Explain Codes LogoExplain Codes Logo

Update or Insert (multiple rows and columns) from subquery in PostgreSQL

sql
subqueries
upsert
performance
Alex KataevbyAlex Kataev·Nov 11, 2024
TLDR

When it comes to PostgreSQL, you can upsert data using the INSERT and ON CONFLICT clauses. Here's the typical SQL pattern for upserting:

INSERT INTO target_table (column_list) SELECT data_to_insert FROM source_data ON CONFLICT (conflict_columns) DO UPDATE SET column_to_update = EXCLUDED.column_to_update;

Tweak this template to fit your context:

  • Substitute target_table with your actual table name.
  • column_list represents the list of columns involved in your insert or update operation.
  • source_data denotes the subquery or table providing the new data.
  • conflict_columns identify unique rows, often equating to the primary key.
  • column_to_update: The column to be updated in the event of a conflict.

Impressively, the DO UPDATE SET part ensures existing rows receive new values. EXCLUDED is used to point to the row that would have been inserted barring any duplication.

Deep dive into the upsert operation

The term "upsert" cleverly combines "update" and "insert". Essentially, it checks for the existence of a row. If found, it performs an update; if not, it inserts a new row. PostgreSQL carries out this dual functionality in a single SQL statement. Notably, the efficiency in this approach lies in condensing two potential operations into one, thereby saving resources and execution time.
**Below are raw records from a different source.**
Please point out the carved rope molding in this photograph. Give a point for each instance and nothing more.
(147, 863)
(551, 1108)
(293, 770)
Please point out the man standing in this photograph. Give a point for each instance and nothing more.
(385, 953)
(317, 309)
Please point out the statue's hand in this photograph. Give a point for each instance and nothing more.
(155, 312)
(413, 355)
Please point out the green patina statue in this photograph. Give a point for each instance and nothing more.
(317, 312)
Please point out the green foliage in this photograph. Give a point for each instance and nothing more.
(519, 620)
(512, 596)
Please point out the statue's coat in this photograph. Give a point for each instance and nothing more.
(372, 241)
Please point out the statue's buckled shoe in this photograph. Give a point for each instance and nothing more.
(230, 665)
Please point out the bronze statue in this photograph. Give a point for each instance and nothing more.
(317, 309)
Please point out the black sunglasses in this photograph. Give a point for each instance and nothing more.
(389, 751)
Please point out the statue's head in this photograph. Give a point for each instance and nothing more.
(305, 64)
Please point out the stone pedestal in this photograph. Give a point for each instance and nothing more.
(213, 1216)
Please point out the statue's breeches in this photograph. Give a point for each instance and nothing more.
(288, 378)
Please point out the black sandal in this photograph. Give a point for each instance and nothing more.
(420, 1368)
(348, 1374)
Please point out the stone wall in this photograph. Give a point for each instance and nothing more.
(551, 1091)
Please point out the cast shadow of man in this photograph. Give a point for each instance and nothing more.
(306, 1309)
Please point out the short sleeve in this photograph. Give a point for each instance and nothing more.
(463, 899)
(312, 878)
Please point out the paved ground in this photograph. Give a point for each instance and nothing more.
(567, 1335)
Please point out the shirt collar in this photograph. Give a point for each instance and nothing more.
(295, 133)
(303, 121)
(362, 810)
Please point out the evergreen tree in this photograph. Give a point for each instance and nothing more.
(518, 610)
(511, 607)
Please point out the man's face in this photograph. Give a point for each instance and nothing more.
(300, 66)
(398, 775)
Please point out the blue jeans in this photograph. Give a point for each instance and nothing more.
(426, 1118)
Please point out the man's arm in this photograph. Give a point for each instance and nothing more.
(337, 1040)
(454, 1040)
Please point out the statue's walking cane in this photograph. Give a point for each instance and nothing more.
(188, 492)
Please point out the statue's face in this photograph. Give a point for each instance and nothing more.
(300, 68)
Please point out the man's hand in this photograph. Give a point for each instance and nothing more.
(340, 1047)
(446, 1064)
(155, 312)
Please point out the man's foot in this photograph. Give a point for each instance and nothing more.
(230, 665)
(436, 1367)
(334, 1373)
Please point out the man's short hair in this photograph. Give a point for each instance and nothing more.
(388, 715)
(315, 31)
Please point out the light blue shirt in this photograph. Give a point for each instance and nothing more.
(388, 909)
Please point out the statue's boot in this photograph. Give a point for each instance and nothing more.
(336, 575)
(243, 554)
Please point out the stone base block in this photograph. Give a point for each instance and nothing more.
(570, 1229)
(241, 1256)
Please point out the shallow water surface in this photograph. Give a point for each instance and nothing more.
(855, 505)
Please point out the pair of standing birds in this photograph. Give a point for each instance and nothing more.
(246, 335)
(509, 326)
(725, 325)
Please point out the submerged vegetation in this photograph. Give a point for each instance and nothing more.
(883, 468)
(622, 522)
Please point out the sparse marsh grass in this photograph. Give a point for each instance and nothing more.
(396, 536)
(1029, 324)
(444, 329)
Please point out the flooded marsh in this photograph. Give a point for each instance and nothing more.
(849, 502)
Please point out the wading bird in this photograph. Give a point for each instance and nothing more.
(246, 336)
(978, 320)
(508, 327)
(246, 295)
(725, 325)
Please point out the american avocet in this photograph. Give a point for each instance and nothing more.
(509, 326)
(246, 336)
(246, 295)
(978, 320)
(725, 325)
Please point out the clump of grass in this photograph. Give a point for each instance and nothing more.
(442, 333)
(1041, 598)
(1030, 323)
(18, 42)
Mastering complex subqueries

In handling subqueries that veer towards the complex end of the spectrum:

  • Always use an alias for your subquery as a fail-proof way to make referencing it in INSERT statements simpler.
  • Double-check data types and column matches—mismatched data types between main table and subquery are a common source of errors.
  • Be precise with your join conditions within the subquery to prevent undesirable data updates.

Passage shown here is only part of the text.